Every IT security organization should evaluate at which stage the measures already taken are in order to avoid redundant security analyses. For this purpose it is important to define the current maturity level of the company, since the different security assessments, such as pentesting, build on each other. Often there are also legal and regulatory requirements of the relevant industry, markets or countries. It would not make sense to carry out a complex attack simulation, if no simple vulnerability scan or penetration test has been carried out before, because the chance of success is almost 100% and the corresponding findings are not meaningful.
This article, after a definition of the different levels of maturity, aims to clarify the following key question:
When does which IT security service make sense?
Technical and Organizational Measures
Technical and organizational measures (TOM) are the measures prescribed by Art. 32 of the Basic Data Protection Regulation (DSGVO) to ensure the security of the processing of personal data. All of the points described fall under the principle of proportionality, which means that service providers do not necessarily have to take the same protective measures as the client, for example. Every IT responsible person should thoroughly deal with this measure in order to create a data protection compliant and company-wide concept.
The technical measures have an influence on data processing.

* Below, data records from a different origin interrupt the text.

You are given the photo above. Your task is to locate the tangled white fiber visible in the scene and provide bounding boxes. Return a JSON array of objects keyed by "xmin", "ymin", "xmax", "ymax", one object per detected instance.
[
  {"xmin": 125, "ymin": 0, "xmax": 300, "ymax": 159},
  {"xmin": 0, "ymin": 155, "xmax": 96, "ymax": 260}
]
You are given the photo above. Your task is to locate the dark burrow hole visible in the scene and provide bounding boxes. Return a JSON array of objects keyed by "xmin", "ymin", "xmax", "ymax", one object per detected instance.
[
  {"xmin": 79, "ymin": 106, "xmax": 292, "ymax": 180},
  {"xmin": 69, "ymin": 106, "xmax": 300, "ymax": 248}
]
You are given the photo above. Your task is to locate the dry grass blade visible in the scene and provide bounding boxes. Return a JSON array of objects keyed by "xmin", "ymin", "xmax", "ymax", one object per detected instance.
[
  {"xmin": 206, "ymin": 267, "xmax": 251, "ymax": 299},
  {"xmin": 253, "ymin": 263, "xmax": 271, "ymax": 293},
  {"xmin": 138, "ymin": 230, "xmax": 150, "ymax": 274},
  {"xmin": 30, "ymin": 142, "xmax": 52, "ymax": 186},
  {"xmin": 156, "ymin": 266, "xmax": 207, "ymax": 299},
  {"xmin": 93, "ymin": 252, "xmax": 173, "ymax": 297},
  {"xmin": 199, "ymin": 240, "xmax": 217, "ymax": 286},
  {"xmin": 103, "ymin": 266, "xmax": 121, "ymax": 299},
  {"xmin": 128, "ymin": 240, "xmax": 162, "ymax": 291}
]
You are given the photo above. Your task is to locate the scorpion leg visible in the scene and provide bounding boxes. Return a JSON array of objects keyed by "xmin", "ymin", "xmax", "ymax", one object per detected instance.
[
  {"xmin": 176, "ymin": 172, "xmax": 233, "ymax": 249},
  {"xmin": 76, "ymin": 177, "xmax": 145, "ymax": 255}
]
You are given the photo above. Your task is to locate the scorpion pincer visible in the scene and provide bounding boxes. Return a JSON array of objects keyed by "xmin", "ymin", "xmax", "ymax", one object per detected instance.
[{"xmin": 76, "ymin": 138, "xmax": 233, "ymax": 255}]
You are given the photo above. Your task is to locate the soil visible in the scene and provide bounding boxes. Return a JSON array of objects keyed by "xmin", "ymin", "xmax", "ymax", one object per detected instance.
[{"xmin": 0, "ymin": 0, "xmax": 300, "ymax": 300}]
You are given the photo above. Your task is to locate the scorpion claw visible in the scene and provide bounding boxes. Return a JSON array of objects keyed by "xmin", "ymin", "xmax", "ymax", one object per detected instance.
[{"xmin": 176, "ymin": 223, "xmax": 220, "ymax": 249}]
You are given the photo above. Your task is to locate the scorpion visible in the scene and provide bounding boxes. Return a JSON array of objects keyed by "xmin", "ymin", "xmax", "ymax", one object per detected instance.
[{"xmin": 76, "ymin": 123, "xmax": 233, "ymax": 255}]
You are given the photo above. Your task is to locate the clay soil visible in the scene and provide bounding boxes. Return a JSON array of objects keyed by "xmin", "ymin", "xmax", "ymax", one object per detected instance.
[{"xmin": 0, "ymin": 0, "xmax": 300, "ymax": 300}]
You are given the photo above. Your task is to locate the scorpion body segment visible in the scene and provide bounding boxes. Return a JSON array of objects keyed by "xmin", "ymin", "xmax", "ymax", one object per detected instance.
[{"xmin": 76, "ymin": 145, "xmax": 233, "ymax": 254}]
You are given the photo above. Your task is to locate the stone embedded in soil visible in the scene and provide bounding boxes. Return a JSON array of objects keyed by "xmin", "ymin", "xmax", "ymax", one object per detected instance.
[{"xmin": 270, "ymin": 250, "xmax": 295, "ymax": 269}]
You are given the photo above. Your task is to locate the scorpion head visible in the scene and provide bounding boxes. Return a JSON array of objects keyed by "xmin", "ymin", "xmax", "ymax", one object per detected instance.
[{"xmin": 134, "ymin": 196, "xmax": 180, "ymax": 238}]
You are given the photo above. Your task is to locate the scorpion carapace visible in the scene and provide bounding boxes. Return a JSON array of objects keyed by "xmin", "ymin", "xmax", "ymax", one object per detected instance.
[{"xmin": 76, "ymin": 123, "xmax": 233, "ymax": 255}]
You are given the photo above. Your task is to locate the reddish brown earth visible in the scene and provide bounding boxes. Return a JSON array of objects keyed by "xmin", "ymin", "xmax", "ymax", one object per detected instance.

This therefore includes all measures that guarantee IT security from the systems used to the security of the building.
Examples for this subcategory are:
- Encryption of the data medium or the data transmission
- Automatic backups
- Availability control
- Input control (revision security and user identification)
- Access control
- Forwarding control
The organizational measures influence the general conditions of the technical processing. Accordingly, they represent all non-technical measures.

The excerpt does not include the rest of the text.